スタートラインですね。セキュリティはまだまだホワイトスペースで、全然浸透していない。なぜ浸透しないかというと、ITがまだ日本では事業基盤として育っていないから。企業がこれから成長していくためには、ITに体重をかなりかける必要がありますし、ITを徹底的に使いこなしていく必要がまだまだあります。今、IoTやディープラーニングなどが期待されているわけですが、そうしたところにもセキュリティは必須です。セキュリティなくして事業をやるということの怖さについて、まだまだ日本はよちよち歩き。逆にいうと、ITを使っていないというのは、セキュリティが怖いのでそこまで依存できないというのが本音かもしれません。ただ、やっぱりそうもいえない時代になっているので、セキュリティを固めた上でITを使いこなし、事業を推進確保する必要がある。これができないとやったはいいけど収益は全部、競合他社にとられてしまいます。
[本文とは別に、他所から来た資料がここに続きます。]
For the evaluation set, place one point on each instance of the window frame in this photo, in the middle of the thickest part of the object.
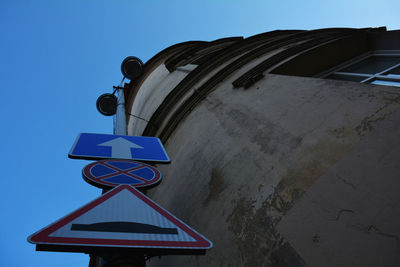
(368, 78)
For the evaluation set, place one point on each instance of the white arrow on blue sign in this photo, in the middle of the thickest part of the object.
(108, 146)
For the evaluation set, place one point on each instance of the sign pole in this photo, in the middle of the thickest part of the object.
(120, 129)
(120, 117)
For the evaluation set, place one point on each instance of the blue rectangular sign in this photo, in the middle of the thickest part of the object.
(108, 146)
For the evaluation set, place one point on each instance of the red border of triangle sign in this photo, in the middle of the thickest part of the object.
(145, 225)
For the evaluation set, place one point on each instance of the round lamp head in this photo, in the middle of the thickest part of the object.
(132, 67)
(107, 104)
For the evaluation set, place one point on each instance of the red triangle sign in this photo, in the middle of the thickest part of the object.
(123, 218)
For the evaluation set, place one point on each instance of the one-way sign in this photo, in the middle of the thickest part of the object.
(108, 146)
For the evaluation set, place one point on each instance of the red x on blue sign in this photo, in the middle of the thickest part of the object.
(114, 172)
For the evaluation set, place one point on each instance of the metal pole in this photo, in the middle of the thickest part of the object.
(121, 260)
(120, 116)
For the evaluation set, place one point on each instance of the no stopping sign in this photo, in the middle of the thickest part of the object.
(113, 172)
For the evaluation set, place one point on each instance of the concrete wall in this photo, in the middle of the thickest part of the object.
(289, 172)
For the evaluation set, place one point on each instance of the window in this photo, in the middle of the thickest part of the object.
(381, 68)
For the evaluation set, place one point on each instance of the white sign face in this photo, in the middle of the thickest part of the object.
(123, 217)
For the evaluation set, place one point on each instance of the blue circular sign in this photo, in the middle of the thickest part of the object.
(113, 172)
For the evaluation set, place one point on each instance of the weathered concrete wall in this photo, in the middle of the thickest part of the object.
(290, 172)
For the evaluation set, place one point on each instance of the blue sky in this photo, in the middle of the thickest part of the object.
(57, 57)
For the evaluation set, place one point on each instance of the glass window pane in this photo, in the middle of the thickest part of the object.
(345, 77)
(373, 64)
(390, 83)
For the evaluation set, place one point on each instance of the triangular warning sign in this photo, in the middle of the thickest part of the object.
(123, 218)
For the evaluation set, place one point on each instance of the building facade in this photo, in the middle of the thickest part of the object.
(284, 146)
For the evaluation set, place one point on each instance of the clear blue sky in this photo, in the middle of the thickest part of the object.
(57, 57)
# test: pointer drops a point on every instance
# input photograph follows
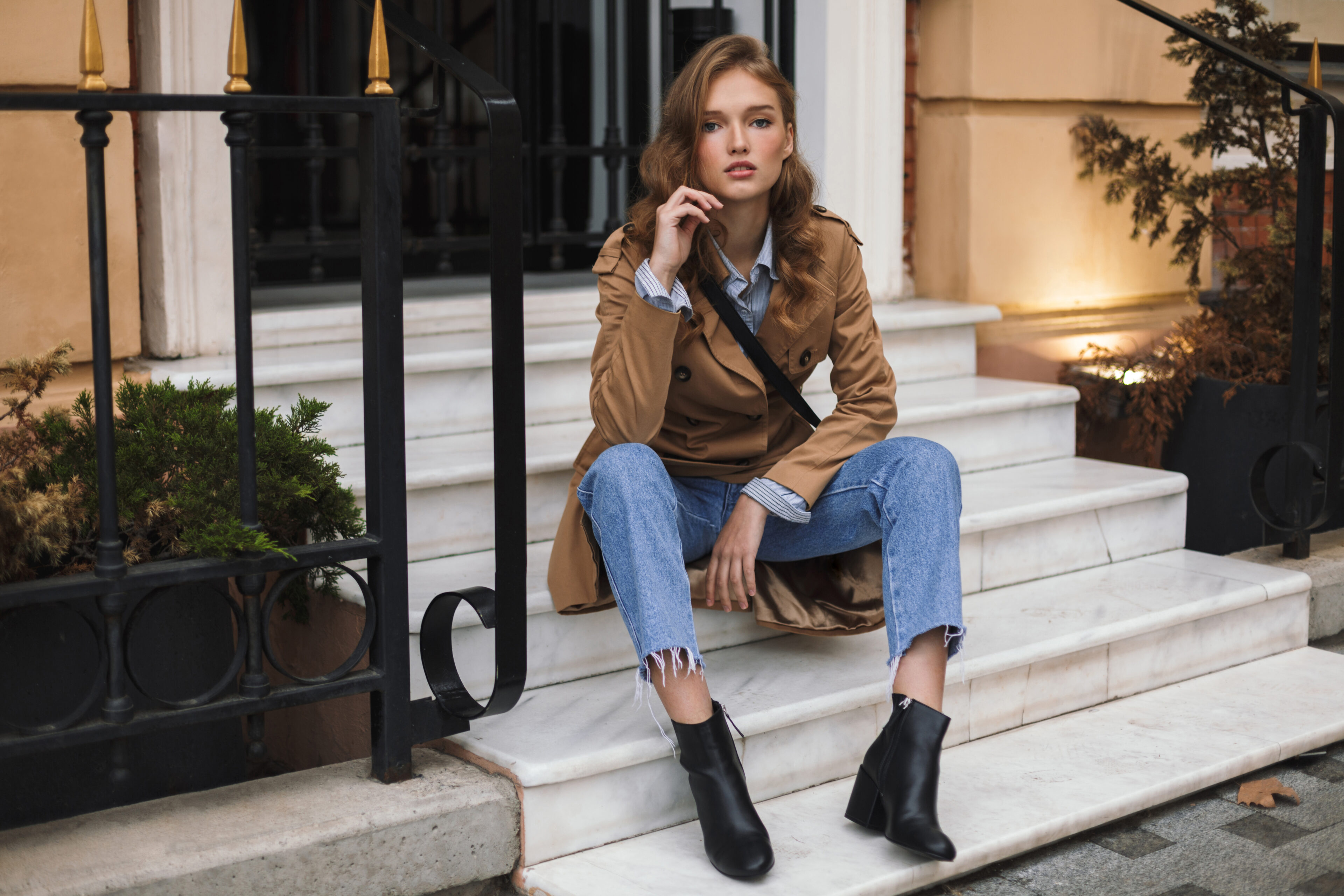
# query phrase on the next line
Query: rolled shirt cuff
(652, 290)
(779, 500)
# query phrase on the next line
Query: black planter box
(1216, 447)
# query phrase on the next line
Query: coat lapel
(722, 346)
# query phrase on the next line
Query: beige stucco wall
(1320, 19)
(1002, 217)
(40, 42)
(45, 238)
(43, 221)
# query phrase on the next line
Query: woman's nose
(738, 141)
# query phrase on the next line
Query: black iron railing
(1312, 471)
(121, 590)
(541, 54)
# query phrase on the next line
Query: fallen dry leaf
(1261, 793)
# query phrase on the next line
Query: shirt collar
(765, 257)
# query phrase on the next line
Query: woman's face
(744, 140)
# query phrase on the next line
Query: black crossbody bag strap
(758, 357)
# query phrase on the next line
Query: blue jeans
(904, 492)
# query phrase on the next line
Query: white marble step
(808, 707)
(1003, 796)
(448, 358)
(984, 422)
(1018, 524)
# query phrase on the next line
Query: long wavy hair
(670, 162)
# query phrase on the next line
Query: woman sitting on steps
(702, 485)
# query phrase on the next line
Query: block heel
(866, 804)
(897, 788)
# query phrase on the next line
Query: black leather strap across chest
(748, 340)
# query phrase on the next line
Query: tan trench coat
(705, 409)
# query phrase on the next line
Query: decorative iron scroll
(1312, 477)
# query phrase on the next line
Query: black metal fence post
(254, 681)
(385, 426)
(1307, 315)
(557, 141)
(314, 140)
(788, 42)
(108, 559)
(612, 138)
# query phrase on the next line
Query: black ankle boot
(736, 841)
(897, 789)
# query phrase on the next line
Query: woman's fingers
(709, 581)
(698, 197)
(738, 578)
(682, 213)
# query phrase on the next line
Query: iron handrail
(1304, 460)
(396, 721)
(509, 602)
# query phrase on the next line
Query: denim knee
(631, 468)
(921, 458)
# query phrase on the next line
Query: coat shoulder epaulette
(822, 211)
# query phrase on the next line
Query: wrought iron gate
(108, 713)
(588, 77)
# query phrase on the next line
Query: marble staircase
(1088, 621)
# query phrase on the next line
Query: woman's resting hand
(677, 222)
(733, 561)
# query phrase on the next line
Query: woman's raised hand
(677, 222)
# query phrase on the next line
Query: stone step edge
(898, 872)
(539, 601)
(281, 835)
(792, 714)
(921, 314)
(557, 461)
(463, 359)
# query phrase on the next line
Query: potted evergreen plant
(1213, 396)
(176, 453)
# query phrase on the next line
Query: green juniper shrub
(178, 479)
(1246, 335)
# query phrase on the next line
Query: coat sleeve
(865, 387)
(632, 360)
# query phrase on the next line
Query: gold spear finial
(378, 68)
(1314, 72)
(91, 53)
(238, 54)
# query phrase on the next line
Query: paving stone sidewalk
(1202, 846)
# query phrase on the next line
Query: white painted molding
(865, 131)
(186, 257)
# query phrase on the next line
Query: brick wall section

──2020年には東京五輪があります。セキュリティへのニーズも高まっていくと思います。
そうですね。ただ、多くの企業では本当の脅威をまだ認識していない。本当の脅威は情報をとられてうんぬんではなく、会社が潰れるかどうかというようなギリギリの所で必要になってくるんです。個人情報をとられて会社が潰れるケースもありますが、事業基盤を喪失してしまうということなんですね。
要するに、ある日いきなりコンピュータシステムがすべて使えなくなり、仕事も進まなくなる状況を体験してしまうというのが、いつ起こっても不思議ではないということです。これはあらゆる業界に関係してきます。電力がなくなると何もできないのと同じように、ITがないとできない、セキュリティがないとできないというところに到達しているということを認識しないといけない。そこをわれわれは支えるということです。